Returns the 10 built-in transforms: pigLatin, ubbiDubbi, leet, uwu, pirate, redact, emoji, mockCase, reverseWords, bizJargon.
See Output Transforms for detailed descriptions of each.
list_sentence_types
List all available sentence structure types with descriptions. No parameters.
Returns the six types: simpleDeclarative, compound, introAdverbial, subordinate, interjection, question.
See Guides > Sentence Types for examples of each.
list_config
List all generator configuration options with their types and default values. No parameters.
Use this to discover what can be passed in the config parameter of the generation tools. See Configuration for full details on each option.
validate_lexicon
Validate a lexicon JSON string or file and report any errors or warnings. Provide either json or lexiconPath.
| Parameter | Type | Description |
|---|---|---|
json | string | The lexicon JSON string to validate |
lexiconPath | string | Absolute path to a lexicon JSON file on disk |
Returns validation status, a list of errors (if any), and warnings.

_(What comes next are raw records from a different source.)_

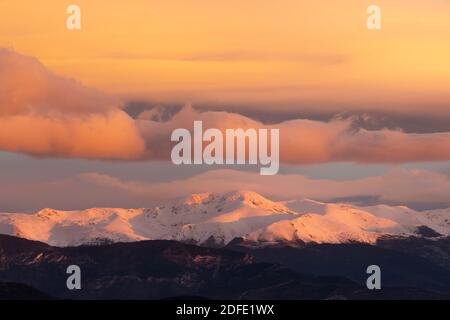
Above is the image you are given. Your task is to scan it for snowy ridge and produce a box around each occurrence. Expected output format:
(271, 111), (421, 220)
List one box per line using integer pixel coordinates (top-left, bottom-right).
(0, 191), (450, 246)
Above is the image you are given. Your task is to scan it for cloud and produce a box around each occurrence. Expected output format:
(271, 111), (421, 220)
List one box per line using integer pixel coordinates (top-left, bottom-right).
(0, 49), (450, 165)
(79, 167), (450, 210)
(0, 49), (144, 159)
(137, 106), (450, 165)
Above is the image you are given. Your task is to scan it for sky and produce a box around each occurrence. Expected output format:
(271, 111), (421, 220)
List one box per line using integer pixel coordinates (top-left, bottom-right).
(0, 0), (450, 211)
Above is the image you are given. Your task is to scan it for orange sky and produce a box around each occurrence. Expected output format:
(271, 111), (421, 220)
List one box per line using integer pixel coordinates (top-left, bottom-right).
(0, 0), (450, 115)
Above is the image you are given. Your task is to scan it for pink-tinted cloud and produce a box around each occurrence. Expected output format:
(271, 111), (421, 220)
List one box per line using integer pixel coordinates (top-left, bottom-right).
(0, 49), (145, 159)
(138, 107), (450, 164)
(0, 50), (450, 164)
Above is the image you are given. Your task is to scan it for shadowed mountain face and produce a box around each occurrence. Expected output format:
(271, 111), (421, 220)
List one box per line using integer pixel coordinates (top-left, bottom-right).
(227, 237), (450, 294)
(0, 235), (444, 299)
(0, 282), (51, 300)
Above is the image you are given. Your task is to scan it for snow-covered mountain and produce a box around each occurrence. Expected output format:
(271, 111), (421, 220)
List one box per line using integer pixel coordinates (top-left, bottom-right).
(0, 191), (450, 246)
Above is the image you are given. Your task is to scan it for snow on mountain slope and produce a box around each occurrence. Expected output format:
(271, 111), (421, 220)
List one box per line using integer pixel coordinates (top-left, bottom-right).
(246, 204), (412, 243)
(0, 191), (450, 246)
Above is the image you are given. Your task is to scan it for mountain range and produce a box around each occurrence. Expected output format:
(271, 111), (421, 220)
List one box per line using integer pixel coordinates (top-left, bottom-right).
(0, 191), (450, 247)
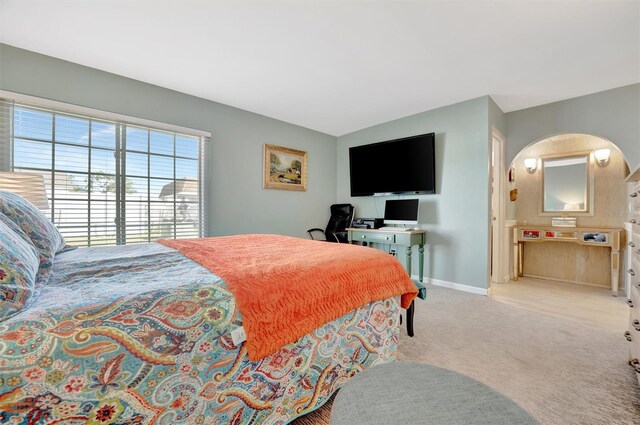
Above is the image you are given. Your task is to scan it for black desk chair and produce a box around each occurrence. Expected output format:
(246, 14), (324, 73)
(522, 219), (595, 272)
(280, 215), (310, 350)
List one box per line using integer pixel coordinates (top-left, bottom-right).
(307, 204), (355, 243)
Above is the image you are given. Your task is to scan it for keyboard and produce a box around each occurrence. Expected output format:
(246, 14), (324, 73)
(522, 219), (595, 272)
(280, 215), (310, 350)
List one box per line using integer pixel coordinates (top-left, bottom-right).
(375, 226), (415, 232)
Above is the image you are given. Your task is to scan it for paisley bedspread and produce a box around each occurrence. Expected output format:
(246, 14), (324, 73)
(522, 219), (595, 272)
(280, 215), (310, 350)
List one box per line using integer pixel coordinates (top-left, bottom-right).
(0, 243), (399, 425)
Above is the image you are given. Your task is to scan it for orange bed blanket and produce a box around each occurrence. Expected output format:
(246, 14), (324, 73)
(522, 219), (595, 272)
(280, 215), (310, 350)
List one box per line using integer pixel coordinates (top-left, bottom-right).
(158, 235), (418, 361)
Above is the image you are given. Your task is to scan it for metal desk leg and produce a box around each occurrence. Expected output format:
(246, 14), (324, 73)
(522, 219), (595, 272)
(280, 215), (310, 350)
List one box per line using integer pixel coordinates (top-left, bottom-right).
(418, 245), (424, 283)
(407, 301), (414, 336)
(406, 246), (414, 336)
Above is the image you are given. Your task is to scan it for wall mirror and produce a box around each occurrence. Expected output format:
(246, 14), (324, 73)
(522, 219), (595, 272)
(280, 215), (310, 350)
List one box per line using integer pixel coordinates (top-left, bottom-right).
(541, 152), (593, 215)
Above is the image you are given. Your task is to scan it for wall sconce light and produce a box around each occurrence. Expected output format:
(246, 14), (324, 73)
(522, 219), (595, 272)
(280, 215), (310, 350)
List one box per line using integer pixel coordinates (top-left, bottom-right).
(593, 149), (611, 167)
(524, 158), (538, 174)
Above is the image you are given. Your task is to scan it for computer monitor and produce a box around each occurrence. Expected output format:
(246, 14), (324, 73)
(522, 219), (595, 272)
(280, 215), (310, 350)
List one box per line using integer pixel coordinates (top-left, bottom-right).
(384, 199), (420, 224)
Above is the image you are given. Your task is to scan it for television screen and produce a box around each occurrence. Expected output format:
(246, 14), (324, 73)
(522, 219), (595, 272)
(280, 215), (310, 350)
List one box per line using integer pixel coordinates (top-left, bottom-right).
(384, 199), (419, 224)
(349, 133), (436, 196)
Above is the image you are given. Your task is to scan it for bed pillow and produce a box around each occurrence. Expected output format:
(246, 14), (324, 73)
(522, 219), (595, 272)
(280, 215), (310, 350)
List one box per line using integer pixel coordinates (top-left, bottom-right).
(0, 191), (65, 284)
(0, 217), (40, 322)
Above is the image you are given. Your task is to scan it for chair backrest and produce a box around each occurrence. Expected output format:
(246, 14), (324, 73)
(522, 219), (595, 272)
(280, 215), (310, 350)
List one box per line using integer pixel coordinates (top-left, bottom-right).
(324, 204), (355, 243)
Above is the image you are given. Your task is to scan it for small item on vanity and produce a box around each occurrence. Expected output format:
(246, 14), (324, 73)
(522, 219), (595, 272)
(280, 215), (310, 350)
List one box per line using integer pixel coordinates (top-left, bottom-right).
(551, 217), (576, 227)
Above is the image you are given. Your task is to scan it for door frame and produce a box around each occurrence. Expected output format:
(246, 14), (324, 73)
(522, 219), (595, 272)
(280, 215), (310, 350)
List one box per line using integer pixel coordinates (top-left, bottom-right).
(489, 127), (508, 287)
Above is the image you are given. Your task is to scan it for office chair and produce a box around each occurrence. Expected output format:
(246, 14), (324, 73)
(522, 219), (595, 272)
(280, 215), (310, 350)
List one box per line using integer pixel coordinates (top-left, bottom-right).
(307, 204), (355, 243)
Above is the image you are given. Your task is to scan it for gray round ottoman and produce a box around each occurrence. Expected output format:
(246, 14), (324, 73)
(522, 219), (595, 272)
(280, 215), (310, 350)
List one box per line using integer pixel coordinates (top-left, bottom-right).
(331, 362), (538, 425)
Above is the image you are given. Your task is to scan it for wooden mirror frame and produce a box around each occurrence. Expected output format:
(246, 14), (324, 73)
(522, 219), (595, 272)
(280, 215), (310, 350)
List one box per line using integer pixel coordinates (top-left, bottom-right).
(539, 151), (594, 216)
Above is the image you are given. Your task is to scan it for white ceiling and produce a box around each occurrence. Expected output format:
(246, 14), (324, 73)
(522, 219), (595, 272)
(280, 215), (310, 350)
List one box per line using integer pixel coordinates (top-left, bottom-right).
(0, 0), (640, 135)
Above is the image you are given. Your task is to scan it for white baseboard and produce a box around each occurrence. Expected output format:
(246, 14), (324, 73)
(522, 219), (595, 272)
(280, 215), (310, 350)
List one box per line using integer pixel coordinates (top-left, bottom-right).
(411, 275), (489, 295)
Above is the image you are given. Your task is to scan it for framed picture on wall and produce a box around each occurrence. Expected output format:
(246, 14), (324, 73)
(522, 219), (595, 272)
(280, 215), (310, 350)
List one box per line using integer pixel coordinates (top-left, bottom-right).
(263, 144), (307, 191)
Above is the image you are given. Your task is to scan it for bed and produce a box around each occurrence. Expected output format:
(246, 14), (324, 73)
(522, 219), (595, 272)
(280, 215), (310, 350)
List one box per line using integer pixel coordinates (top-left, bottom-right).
(0, 190), (418, 424)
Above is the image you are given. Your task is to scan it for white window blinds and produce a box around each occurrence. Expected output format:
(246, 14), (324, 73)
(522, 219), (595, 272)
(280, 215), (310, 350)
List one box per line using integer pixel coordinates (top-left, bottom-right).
(0, 100), (205, 246)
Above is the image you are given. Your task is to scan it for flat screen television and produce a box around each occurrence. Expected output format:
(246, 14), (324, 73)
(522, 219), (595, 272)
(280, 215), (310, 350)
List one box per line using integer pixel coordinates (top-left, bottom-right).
(349, 133), (436, 196)
(384, 199), (419, 224)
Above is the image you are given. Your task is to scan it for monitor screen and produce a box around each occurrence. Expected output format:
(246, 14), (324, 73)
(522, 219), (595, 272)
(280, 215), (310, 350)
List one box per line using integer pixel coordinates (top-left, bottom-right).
(384, 199), (419, 224)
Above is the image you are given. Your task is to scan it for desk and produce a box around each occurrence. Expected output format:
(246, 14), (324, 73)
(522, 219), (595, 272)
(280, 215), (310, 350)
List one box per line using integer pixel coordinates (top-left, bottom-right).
(347, 228), (427, 336)
(513, 225), (621, 296)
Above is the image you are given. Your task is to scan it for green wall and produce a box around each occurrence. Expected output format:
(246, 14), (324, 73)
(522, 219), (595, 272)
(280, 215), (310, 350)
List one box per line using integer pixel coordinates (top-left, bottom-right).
(0, 44), (336, 237)
(337, 96), (492, 289)
(506, 84), (640, 169)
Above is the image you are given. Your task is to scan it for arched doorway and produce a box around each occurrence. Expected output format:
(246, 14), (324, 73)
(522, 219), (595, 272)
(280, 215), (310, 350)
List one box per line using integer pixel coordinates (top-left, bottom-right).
(493, 133), (629, 329)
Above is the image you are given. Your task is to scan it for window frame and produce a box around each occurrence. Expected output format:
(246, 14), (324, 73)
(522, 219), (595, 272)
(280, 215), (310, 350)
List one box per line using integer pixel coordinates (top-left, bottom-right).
(0, 90), (211, 246)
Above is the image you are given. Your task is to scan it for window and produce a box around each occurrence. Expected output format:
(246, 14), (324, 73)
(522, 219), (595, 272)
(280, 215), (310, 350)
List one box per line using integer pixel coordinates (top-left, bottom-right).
(9, 104), (205, 246)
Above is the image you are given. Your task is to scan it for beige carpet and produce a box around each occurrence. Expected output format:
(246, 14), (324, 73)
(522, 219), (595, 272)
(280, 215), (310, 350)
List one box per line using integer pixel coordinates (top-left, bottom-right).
(293, 286), (640, 425)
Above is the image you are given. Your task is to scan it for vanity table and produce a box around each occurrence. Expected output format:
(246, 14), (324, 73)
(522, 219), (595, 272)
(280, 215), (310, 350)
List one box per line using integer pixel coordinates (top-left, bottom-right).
(513, 225), (622, 296)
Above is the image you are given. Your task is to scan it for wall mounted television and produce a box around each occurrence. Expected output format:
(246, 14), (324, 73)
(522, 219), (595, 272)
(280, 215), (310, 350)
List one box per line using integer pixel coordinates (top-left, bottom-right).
(349, 133), (436, 196)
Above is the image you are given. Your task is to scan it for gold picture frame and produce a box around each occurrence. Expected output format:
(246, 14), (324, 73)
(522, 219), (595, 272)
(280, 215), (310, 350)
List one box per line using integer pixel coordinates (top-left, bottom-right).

See Lexicons for the full schema reference and how to build custom lexicons.
Using custom lexicons
There are two ways to load a lexicon into any generation tool:
- By file path – pass
lexiconPathwith an absolute path to a.jsonfile on disk. This is the easiest option when you already have a lexicon file. - Inline JSON – pass
lexiconwith the full JSON string. Useful for one-off or dynamically constructed lexicons.
If both are provided, lexiconPath takes precedence.

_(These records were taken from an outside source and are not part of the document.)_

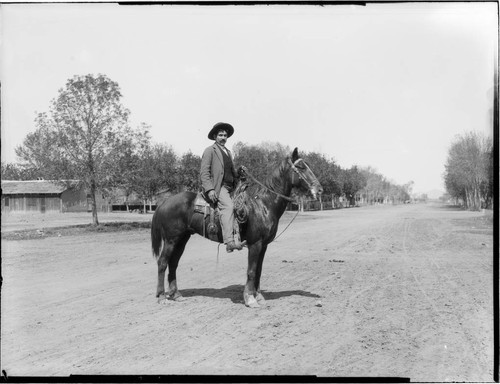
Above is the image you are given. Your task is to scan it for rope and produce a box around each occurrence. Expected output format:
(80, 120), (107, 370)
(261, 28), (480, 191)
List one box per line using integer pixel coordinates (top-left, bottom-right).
(271, 209), (299, 243)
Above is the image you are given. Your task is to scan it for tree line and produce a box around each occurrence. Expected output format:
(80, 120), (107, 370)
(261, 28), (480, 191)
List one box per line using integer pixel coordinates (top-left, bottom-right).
(444, 132), (494, 210)
(2, 74), (412, 225)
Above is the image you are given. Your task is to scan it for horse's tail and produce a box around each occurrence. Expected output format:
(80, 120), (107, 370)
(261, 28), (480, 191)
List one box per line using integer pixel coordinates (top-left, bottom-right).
(151, 210), (163, 258)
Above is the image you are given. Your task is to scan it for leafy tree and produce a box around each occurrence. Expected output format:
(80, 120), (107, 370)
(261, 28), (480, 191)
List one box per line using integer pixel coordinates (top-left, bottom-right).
(134, 144), (179, 212)
(342, 166), (366, 205)
(444, 132), (492, 210)
(114, 123), (151, 210)
(16, 75), (135, 225)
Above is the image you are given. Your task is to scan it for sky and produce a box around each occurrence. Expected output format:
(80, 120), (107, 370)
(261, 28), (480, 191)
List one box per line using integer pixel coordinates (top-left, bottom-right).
(0, 2), (498, 193)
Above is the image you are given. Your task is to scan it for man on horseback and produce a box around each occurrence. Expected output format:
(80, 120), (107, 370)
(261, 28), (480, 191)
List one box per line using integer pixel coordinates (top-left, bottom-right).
(200, 123), (242, 252)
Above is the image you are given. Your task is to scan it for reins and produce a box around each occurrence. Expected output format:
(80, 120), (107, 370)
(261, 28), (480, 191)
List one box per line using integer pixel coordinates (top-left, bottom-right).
(240, 158), (311, 203)
(245, 171), (295, 203)
(238, 158), (311, 243)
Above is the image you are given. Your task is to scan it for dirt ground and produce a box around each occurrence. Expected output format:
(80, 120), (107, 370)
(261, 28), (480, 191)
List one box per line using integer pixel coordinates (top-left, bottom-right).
(1, 204), (493, 382)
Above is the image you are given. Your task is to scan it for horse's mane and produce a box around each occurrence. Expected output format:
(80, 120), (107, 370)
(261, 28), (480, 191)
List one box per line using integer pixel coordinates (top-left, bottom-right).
(251, 158), (288, 196)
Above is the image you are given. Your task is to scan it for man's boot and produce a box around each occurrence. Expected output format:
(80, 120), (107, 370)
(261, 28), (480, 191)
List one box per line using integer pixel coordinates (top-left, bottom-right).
(226, 240), (243, 253)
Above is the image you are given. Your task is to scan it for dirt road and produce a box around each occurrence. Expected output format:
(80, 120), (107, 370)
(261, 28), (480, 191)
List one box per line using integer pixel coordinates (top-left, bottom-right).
(1, 204), (493, 381)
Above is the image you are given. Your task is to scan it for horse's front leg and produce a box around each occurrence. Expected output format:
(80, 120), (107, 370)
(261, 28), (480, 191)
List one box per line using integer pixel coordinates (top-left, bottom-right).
(167, 234), (190, 301)
(243, 241), (262, 308)
(255, 244), (267, 305)
(156, 242), (173, 303)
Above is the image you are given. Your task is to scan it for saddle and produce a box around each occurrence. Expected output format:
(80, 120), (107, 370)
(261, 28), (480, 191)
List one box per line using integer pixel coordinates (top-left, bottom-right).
(194, 191), (219, 241)
(194, 181), (248, 241)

Example prompt: “Generate a startup-themed paragraph using the lexicon at /home/me/lexicons/startup.json”
The LLM calls generate_paragraph with lexiconPath: "/home/me/lexicons/startup.json" and archetype: "startup".
Inline lexicon example
For quick, ad-hoc lexicons, an LLM can pass the JSON directly:
{
"id": "lexicon.startup",
"language": "en",
"termSets": {
"noun.startup": {
"pos": "noun",
"tags": ["domain:startup"],
"terms": [
{ "value": "disruptor" },
{ "value": "unicorn" },
{ "value": "pivot" },
{ "value": "runway" }
]
},
"verb.startup": {
"pos": "verb",
"tags": ["domain:startup"],
"terms": [
{ "value": "disrupt" },
{ "value": "scale" },
{ "value": "pivot" },
{ "value": "iterate" }
]
}
},
"archetypes": {
"startup": {
"tags": ["domain:startup"]
}
}
}
Generator configuration
All generation tools accept a config parameter – a JSON string with any GeneratorConfig overrides. This lets you tune sentence structure rates, word counts, complexity limits, and more.
Example prompt: “Generate a paragraph with lots of questions and long sentences”

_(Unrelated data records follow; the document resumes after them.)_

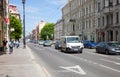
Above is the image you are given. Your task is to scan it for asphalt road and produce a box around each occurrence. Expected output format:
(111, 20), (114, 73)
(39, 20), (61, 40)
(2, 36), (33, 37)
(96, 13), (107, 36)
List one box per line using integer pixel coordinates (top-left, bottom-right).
(28, 43), (120, 77)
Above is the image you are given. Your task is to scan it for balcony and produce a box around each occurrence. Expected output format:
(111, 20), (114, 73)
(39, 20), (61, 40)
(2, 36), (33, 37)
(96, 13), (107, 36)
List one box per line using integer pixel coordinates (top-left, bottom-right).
(102, 7), (114, 14)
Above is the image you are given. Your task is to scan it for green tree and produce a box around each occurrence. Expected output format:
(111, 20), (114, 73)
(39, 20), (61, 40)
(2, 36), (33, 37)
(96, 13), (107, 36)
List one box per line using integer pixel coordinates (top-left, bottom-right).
(10, 15), (22, 39)
(40, 23), (54, 40)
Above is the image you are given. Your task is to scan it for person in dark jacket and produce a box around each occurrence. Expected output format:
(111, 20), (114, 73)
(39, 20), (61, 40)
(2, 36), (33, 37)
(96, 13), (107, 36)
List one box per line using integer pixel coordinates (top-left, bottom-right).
(2, 38), (8, 53)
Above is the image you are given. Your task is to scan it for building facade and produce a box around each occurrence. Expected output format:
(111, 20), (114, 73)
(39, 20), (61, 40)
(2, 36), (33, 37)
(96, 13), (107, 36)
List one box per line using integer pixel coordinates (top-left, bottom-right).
(54, 19), (64, 40)
(62, 0), (97, 41)
(97, 0), (120, 42)
(36, 21), (46, 41)
(9, 5), (21, 20)
(0, 0), (9, 46)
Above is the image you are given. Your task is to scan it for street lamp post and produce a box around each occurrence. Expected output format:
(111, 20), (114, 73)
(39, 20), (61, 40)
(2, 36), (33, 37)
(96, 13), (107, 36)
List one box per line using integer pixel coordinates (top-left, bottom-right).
(22, 0), (26, 48)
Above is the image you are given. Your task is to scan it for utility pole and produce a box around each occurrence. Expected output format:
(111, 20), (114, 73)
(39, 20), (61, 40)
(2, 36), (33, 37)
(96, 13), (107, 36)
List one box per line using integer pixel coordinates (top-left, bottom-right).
(22, 0), (26, 48)
(5, 0), (10, 50)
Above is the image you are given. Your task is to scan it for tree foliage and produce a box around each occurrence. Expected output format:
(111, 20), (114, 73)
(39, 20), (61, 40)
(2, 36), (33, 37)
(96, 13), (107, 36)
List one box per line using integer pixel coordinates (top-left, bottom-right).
(10, 15), (22, 39)
(40, 23), (54, 40)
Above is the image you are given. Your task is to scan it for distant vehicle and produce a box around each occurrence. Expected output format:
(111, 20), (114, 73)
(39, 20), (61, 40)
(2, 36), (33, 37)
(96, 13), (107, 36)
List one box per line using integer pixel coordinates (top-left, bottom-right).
(60, 36), (84, 53)
(55, 41), (61, 49)
(83, 40), (97, 48)
(43, 40), (52, 47)
(96, 41), (120, 54)
(39, 40), (44, 45)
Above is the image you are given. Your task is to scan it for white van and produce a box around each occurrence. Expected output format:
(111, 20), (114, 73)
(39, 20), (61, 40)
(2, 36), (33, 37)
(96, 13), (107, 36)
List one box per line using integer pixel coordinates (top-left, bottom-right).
(60, 36), (84, 53)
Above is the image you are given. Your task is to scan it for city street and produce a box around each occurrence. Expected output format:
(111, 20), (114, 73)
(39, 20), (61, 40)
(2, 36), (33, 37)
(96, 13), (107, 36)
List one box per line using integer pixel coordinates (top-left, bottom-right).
(28, 43), (120, 77)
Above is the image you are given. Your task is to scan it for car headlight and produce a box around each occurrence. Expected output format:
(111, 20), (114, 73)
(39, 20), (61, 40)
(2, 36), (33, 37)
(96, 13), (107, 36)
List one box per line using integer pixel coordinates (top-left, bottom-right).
(67, 44), (71, 48)
(110, 48), (115, 51)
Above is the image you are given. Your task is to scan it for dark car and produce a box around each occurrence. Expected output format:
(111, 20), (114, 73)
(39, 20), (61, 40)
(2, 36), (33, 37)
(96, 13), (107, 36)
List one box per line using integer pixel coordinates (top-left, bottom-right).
(43, 40), (52, 47)
(83, 40), (97, 48)
(55, 41), (61, 49)
(96, 41), (120, 54)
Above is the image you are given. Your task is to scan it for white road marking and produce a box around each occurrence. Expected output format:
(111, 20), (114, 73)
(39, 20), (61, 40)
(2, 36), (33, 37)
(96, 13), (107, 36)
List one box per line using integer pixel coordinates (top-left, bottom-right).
(60, 65), (86, 75)
(100, 64), (120, 72)
(100, 59), (120, 65)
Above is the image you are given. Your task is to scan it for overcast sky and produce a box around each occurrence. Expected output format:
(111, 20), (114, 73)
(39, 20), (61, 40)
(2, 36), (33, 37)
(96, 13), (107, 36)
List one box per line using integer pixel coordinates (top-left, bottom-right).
(9, 0), (68, 35)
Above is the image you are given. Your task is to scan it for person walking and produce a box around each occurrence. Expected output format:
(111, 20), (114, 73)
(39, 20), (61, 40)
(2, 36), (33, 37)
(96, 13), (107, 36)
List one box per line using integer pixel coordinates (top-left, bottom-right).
(9, 41), (14, 54)
(2, 38), (8, 53)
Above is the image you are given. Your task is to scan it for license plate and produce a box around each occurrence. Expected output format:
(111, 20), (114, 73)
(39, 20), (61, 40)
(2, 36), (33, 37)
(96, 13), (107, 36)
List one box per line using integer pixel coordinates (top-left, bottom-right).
(74, 49), (78, 51)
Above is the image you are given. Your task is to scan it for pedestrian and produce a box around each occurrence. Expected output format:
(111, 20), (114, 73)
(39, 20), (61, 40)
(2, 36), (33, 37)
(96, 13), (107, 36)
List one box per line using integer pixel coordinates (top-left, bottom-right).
(9, 41), (14, 54)
(2, 37), (8, 53)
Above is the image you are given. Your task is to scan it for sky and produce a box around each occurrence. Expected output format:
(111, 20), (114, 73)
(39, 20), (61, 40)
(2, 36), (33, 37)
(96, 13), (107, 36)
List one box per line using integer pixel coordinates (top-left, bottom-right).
(9, 0), (68, 35)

The LLM calls generate_paragraph with:
{
"config": "{\"questionRate\":0.8,\"minWordsPerSentence\":15,\"maxWordsPerSentence\":30}"
}
Common config options:
| Option | Type | Default | Description |
|---|---|---|---|
minWordsPerSentence | number | 5 | Minimum words per sentence |
maxWordsPerSentence | number | 25 | Maximum words per sentence |
questionRate | number (0-1) | 0.10 | Rate of question sentences |
compoundRate | number (0-1) | 0.15 | Rate of compound sentences |
subordinateClauseRate | number (0-1) | 0.15 | Rate of subordinate clauses |
maxAdjectivesPerNoun | number | 2 | Maximum adjectives before a noun |
maxAdverbsPerVerb | number | 1 | Maximum adverbs per verb phrase |
maxPPChain | number | 2 | Maximum prepositional phrase chains |
minSentencesPerParagraph | number | 2 | Minimum sentences per paragraph |
maxSentencesPerParagraph | number | 7 | Maximum sentences per paragraph |
sentenceTypeWeights | object | – | Weights for each sentence type |
Call list_config to see the full list with defaults.
Deterministic output
Pass the same seed value to any generation tool to get reproducible results. This is useful when an LLM needs consistent placeholder text across multiple calls.